I think it would be well, and proper, and obedient, and pure, to grasp your one necessity and not let it go, to dangle from it limp wherever it takes you. Then even death, where you’re going no matter how you live, cannot you part. Seize it and let it seize you up aloft even, till your eyes burn out and drop; let your musky flesh fall off in shreds, and let your very bones unhinge and scatter, loosened over fields, over fields and woods, lightly, thoughtless, from any height at all, from as high as eagles.

With a locked jaw and shredded flesh, we have not defined our love by what we would do to others for it but by what we would let it do to us. This seizing necessity is why I was walking on empty in the first place and why I kept on walking.

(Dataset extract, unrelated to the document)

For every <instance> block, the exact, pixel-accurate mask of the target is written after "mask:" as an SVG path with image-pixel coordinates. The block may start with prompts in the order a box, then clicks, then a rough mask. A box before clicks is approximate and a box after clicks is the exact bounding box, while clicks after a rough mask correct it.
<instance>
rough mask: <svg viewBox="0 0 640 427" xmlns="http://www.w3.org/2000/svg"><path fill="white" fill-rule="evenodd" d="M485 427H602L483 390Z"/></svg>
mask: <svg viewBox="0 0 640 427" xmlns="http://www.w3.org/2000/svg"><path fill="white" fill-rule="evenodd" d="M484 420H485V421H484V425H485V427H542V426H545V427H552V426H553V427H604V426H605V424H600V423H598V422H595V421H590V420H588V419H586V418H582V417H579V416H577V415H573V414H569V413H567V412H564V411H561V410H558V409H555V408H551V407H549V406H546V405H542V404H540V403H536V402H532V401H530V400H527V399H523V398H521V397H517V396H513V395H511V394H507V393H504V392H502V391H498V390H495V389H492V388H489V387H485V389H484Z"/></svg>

The danger of this kind of love is apparent. Certain manifestations make it appear ultimately harmful or dangerous. The consequences of a love ferocious as a weasel are severe, according to Dillard. I will not deny that such a love forgoes or, more precisely, supersedes reason. Abandoning reason puts you at risk if you are not careful about what or to whom you are submitting. This irrationality leaves the lover exposed to potential trauma that does not add worth to the relationship but, instead, makes it toxic. However, can the dull eyes of the reasonable compare to those gleaming with the weasel’s fervor as they burn from the socket? You must be careful with such powerful devotion; it becomes terrible to the extent the beloved is a brutal rival. I cannot say where things get the most raw and real; for me it is some two thousand miles of backcountry in the West. Whatever eagle you sink your teeth into, the emotional and spiritual wilderness you experience may leave you questioning whether you’ve lost your mind. The external wilderness the PCT forced me to learn how to forge ahead in the uncharted territory of the soul.

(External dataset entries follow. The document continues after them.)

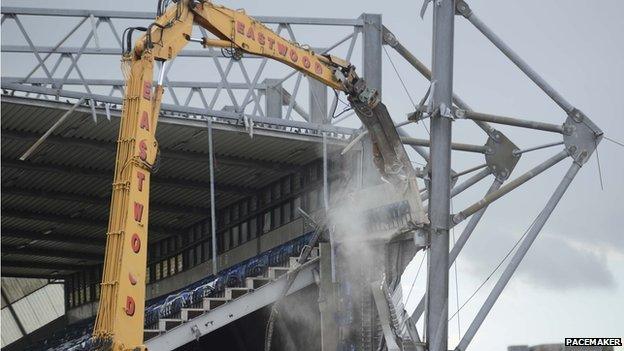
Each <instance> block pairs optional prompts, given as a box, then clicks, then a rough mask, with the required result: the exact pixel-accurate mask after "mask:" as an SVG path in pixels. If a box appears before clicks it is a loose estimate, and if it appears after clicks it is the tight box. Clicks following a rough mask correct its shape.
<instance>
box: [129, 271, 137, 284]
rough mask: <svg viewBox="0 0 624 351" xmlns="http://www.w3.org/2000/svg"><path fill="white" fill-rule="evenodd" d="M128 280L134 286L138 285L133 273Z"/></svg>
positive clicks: (134, 276)
mask: <svg viewBox="0 0 624 351" xmlns="http://www.w3.org/2000/svg"><path fill="white" fill-rule="evenodd" d="M128 280H129V281H130V284H132V285H136V283H137V282H138V280H137V278H136V277H135V276H134V274H132V273H128Z"/></svg>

Now having successfully hiked the whole 2,650 miles, I can thankfully say I am not entirely a chewed-up weasel—at least not anymore. Had I not made it, like many of my fellow hikers, the significance of the trek would be none the less as long as I still exceeded my capacity or personal best. The worth is in the degree to which you love. Those who could not finish, at least the honorable among them, clearly battled to their max: a point only known by and specific to each individual. The love, and consequently the worth of one’s deed, is equal even if the miles are not. You do not have to be hiking the PCT to experience such ferocious love. It abounds in any ruthless passion, in weasels and eagles. My journey, in particular, revealed to me how deeply worth is tied to finding the will to endure love, which will be great to the extent you give yourself up to it. A savage love depends on the beloved’s shrieking a war cry against the lover and the lover’s charging into battle against it—this played out as a war directly between me and the trail itself. The relationship develops meaning and intensity with conflict. The more of you that you can kneel down, unreserved to be taken up and ravaged and enlightened by the beloved, the more you have learned to love.